Habanera
Poème pour piano (orchestré en 1888)
C’est bien plus au sud de son Auvergne natale que l’on retrouve Emmanuel Chabrier avec Habanera, « poème pour piano ». Dans cette fièvre hispanisante qui s’empara des arts en France après les expositions universelles de 1867 et 1878, cette petite pièce d’à peine cinq minutes, terminée le 29 octobre 1885 d’après la date apposée sur le manuscrit, passerait presque inaperçue.

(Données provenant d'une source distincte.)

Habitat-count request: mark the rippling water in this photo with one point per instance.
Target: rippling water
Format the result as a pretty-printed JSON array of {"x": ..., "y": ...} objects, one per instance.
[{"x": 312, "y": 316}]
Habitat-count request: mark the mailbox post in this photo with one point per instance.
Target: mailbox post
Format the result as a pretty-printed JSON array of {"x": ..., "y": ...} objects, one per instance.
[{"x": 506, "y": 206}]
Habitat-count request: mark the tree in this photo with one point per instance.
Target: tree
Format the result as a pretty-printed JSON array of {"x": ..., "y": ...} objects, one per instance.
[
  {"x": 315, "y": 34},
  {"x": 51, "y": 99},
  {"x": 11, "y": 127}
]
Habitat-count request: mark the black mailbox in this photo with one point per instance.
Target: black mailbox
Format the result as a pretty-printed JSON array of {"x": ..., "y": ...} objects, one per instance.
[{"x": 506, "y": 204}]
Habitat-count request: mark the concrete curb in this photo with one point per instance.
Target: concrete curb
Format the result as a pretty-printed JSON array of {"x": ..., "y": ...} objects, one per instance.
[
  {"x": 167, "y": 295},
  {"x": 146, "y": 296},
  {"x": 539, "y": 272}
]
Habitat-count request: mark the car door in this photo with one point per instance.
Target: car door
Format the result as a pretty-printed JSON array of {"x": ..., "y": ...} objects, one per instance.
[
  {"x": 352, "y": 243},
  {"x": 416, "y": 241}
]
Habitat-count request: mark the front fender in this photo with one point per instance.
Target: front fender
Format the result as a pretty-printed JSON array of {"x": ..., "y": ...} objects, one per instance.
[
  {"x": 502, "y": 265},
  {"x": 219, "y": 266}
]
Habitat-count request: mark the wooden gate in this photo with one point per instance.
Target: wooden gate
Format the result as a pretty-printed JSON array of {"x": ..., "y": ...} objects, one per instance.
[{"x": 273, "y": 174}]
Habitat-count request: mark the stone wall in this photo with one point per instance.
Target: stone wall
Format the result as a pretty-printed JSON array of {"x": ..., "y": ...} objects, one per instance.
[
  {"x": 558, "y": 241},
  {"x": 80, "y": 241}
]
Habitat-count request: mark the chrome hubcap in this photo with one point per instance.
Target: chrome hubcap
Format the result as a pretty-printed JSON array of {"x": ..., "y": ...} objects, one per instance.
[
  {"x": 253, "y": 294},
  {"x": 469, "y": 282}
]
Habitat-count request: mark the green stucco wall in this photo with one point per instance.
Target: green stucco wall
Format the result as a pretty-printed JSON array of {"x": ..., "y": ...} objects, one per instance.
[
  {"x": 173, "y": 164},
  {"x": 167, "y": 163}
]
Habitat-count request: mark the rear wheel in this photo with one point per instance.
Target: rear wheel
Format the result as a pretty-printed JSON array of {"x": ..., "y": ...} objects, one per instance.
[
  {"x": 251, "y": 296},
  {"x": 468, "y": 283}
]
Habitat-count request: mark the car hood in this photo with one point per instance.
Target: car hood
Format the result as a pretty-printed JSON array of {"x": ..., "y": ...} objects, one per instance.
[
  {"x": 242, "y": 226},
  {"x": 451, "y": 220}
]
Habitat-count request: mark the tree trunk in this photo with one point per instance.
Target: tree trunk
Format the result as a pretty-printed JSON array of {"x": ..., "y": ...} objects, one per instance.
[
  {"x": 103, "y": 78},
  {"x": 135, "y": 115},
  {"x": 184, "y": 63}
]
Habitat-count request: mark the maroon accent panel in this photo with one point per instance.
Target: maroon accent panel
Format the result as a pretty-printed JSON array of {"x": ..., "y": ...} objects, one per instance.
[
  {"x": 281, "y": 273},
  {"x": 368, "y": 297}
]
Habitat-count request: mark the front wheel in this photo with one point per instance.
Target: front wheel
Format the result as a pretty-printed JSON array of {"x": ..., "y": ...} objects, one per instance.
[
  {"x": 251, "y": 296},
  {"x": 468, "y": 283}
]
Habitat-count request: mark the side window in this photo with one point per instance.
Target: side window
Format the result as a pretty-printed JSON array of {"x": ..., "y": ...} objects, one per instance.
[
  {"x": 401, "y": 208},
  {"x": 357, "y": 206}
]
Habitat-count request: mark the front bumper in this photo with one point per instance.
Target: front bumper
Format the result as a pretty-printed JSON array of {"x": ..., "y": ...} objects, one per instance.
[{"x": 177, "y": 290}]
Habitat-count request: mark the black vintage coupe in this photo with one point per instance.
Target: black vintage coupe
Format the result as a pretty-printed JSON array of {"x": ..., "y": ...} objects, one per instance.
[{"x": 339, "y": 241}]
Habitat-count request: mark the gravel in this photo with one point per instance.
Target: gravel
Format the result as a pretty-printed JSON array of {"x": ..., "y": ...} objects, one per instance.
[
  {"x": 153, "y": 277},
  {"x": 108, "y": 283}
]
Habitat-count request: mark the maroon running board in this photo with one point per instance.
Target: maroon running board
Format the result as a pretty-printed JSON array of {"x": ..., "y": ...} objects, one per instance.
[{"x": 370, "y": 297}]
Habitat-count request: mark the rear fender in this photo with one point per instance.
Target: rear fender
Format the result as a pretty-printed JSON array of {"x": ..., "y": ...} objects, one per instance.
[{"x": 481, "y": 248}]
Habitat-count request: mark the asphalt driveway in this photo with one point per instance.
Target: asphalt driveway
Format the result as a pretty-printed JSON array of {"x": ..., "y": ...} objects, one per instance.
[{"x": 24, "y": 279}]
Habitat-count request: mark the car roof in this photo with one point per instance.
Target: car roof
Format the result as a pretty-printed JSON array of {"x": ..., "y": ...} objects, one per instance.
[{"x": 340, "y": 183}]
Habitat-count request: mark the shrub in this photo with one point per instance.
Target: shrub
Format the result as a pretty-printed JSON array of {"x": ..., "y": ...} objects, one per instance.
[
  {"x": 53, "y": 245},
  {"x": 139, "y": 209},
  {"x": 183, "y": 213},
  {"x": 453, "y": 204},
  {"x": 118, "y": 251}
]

Elle fait partie des nombreuses commandes faites au compositeur par ses éditeurs Enoch Frères et Costallat qui profitèrent du vif succès d’España, rhapsodie pour orchestre jouée assidûment aux concerts depuis 1883. Emmanuel Chabrier avait entrepris en 1882 un grand voyage à travers l’Espagne, ce pays qui l’avait fasciné depuis l’enfance et qu’il n’avait goûté qu’à travers les tableaux de son ami Manet. Il en ramena des rythmes, des mélodies et des impressions qu’il distille ici avec une grande finesse. Le rythme typique de la habanera, à la fois statique et chaloupé, se fait languissant, comme sous l’effet de la chaleur. Sur cette impression se déploie en rébémol majeur une mélodie dont la simplicité et le naturel sont clairement hérités de l’opérette. Les nuances en demi teintes ne sont pas sans évoquer le genre du nocturne ou de la barcarolle. Le second thème, presque une redite du premier, n’imprime qu’une courte digression au discours avant de réintroduire la mélodie initiale dans la tonalité inattendue de mimajeur. Le retour du ton principal est alors souligné par un contrechant nonchalant. Celui-ci est réservé au violoncelle dans la version pour orchestre élaborée par le compositeur au dernier trimestre de 1888. Habanera est dédiée à Marguerite Lamoureux, la fille du chef d’orchestre qui créa España.